Since then, he has rarely disagreed with the president, except over certain national security issues.

Mr Graham joined seven other senators in 2013 to write a major bipartisan immigration reform bill, and attacked Mr Trump as “a race-baiting, xenophobic, religious bigot” over his 2015 proposal to ban all Muslims from entering the US.

He eventually lined up behind Mr Trump’s his efforts to build a wall on the US-Mexico border and the White House’s travel ban against several Muslim-majority countries in 2017.

The US polling aggregator FiveThirtyEight gives Mr Harrison only a 25 per cent chance of ousting Mr Graham.

FiveThirtyEight's Perry Bacon Jr explains that "the closeness in the polls may overstate" Mr Harrison's odds of ousting Mr Graham because of his uphill battle to sway the state's white Republican voters.

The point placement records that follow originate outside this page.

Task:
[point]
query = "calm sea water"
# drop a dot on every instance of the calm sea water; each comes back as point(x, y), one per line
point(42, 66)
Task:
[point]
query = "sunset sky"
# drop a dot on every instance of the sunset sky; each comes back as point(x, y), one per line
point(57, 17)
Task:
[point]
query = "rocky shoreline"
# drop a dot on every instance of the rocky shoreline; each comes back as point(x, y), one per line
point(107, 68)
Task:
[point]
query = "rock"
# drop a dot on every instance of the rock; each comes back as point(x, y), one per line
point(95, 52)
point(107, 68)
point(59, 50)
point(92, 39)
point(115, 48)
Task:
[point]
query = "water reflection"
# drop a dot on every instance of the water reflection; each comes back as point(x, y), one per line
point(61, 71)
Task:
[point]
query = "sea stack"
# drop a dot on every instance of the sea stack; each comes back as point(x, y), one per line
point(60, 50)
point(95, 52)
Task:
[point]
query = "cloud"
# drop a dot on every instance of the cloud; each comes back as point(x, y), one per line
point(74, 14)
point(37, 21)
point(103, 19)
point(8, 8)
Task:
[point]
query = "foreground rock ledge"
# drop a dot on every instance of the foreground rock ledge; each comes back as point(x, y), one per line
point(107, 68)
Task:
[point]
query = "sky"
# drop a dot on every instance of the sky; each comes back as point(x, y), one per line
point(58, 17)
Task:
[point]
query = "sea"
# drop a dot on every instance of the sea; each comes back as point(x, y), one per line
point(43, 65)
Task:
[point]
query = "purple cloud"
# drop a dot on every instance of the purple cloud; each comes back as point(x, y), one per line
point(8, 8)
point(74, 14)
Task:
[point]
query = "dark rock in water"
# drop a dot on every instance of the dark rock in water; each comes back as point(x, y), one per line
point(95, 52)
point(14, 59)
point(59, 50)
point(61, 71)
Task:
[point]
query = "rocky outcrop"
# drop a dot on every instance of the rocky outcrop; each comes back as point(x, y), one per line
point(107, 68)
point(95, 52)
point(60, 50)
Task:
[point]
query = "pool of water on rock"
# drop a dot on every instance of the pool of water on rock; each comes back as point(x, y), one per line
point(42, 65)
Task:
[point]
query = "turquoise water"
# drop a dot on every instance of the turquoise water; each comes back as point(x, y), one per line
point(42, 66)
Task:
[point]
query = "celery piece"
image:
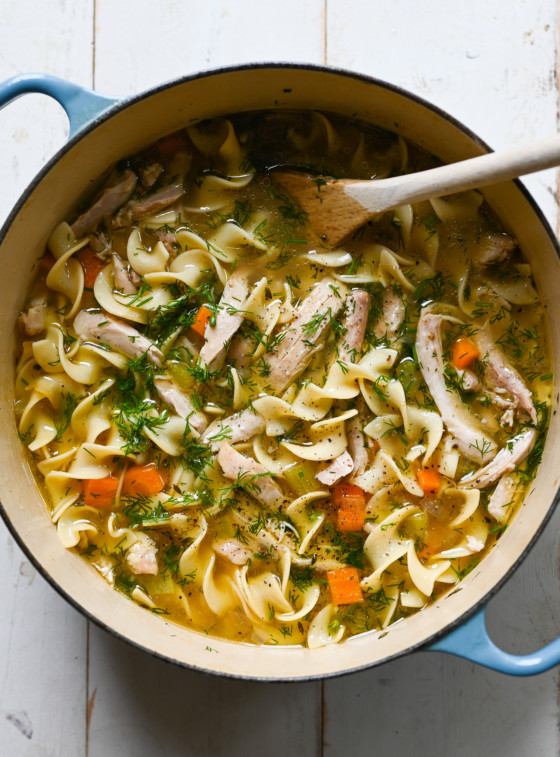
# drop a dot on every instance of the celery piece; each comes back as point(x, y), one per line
point(181, 375)
point(415, 526)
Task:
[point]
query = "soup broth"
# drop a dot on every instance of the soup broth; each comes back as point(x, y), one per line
point(259, 437)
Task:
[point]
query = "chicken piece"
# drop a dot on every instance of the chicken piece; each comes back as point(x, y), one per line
point(110, 200)
point(232, 550)
point(336, 469)
point(392, 319)
point(151, 203)
point(181, 403)
point(311, 321)
point(503, 497)
point(355, 322)
point(250, 475)
point(240, 351)
point(508, 418)
point(34, 321)
point(150, 173)
point(228, 319)
point(505, 461)
point(99, 242)
point(141, 557)
point(357, 445)
point(237, 428)
point(500, 373)
point(116, 334)
point(126, 281)
point(471, 439)
point(493, 248)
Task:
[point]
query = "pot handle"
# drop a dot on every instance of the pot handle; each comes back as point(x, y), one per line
point(81, 104)
point(471, 641)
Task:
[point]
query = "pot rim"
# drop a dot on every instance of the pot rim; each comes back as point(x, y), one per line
point(106, 115)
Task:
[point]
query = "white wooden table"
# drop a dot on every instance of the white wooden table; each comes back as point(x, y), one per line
point(68, 689)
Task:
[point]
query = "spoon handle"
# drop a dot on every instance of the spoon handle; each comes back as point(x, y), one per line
point(384, 194)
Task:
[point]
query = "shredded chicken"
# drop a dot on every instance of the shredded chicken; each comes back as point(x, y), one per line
point(150, 173)
point(469, 381)
point(126, 281)
point(355, 322)
point(240, 351)
point(168, 239)
point(228, 319)
point(392, 318)
point(116, 334)
point(111, 199)
point(249, 474)
point(505, 461)
point(493, 248)
point(232, 550)
point(501, 373)
point(338, 468)
point(237, 428)
point(304, 333)
point(471, 439)
point(183, 405)
point(34, 321)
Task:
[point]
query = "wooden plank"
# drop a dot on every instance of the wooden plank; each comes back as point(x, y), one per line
point(182, 36)
point(43, 649)
point(142, 705)
point(495, 73)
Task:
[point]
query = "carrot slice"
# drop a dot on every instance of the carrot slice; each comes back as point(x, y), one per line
point(91, 264)
point(463, 353)
point(351, 503)
point(201, 320)
point(433, 542)
point(429, 480)
point(345, 586)
point(100, 492)
point(143, 481)
point(171, 144)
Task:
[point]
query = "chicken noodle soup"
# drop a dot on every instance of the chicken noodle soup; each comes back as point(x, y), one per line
point(262, 438)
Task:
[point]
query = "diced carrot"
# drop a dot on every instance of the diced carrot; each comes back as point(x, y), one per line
point(429, 480)
point(201, 320)
point(463, 353)
point(91, 264)
point(345, 586)
point(47, 262)
point(351, 503)
point(344, 493)
point(351, 518)
point(171, 144)
point(143, 481)
point(100, 492)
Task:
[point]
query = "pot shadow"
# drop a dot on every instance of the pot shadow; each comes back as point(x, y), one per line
point(142, 703)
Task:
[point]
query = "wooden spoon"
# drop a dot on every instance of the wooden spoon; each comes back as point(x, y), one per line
point(336, 207)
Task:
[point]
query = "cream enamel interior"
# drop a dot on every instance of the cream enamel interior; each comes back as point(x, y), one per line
point(136, 126)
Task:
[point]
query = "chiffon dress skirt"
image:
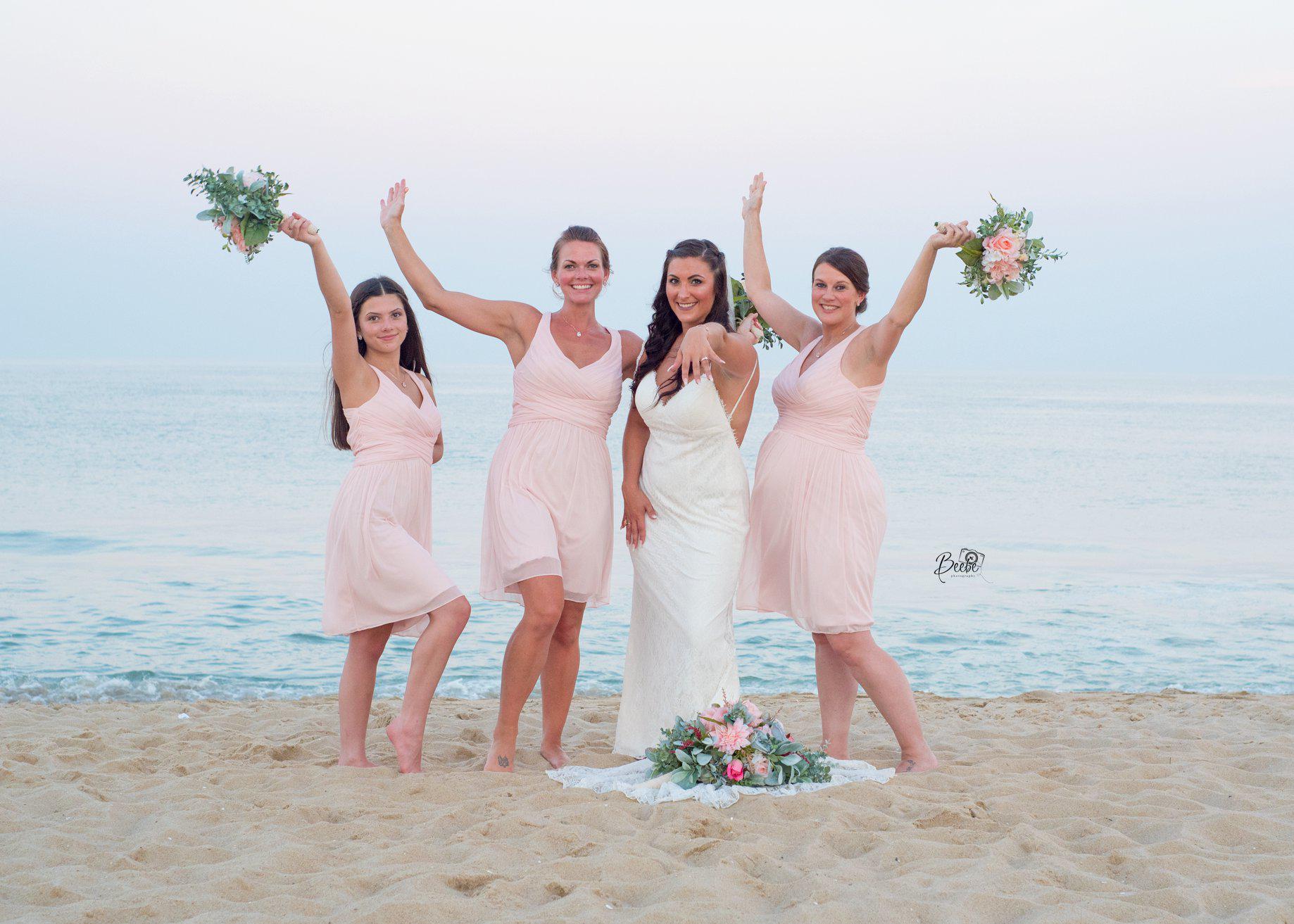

“Harrison, like previous Democrats who have run in South Carolina, had a fairly easy path to 45 per cent [combining the state’s black voters and white Democrats] but has a much, much harder time getting to 50 per cent,” Mr Bacon wrote on Friday.

During a debate with Mr Harrison on Sunday, Mr Graham said systemic racism did not exist in South Carolina because “you can be an African American and go to the Senate".

He gave as evidence his fellow South Carolina senator Tim Scott, a Black Republican.

“You just need to be conservative, not liberal.”

Mr Harrison, who is black, immediately hit back on Twitter.

“Lindsey Graham finally said the quiet part out loud," he said.

"He only cares about South Carolinians who belong to his political party."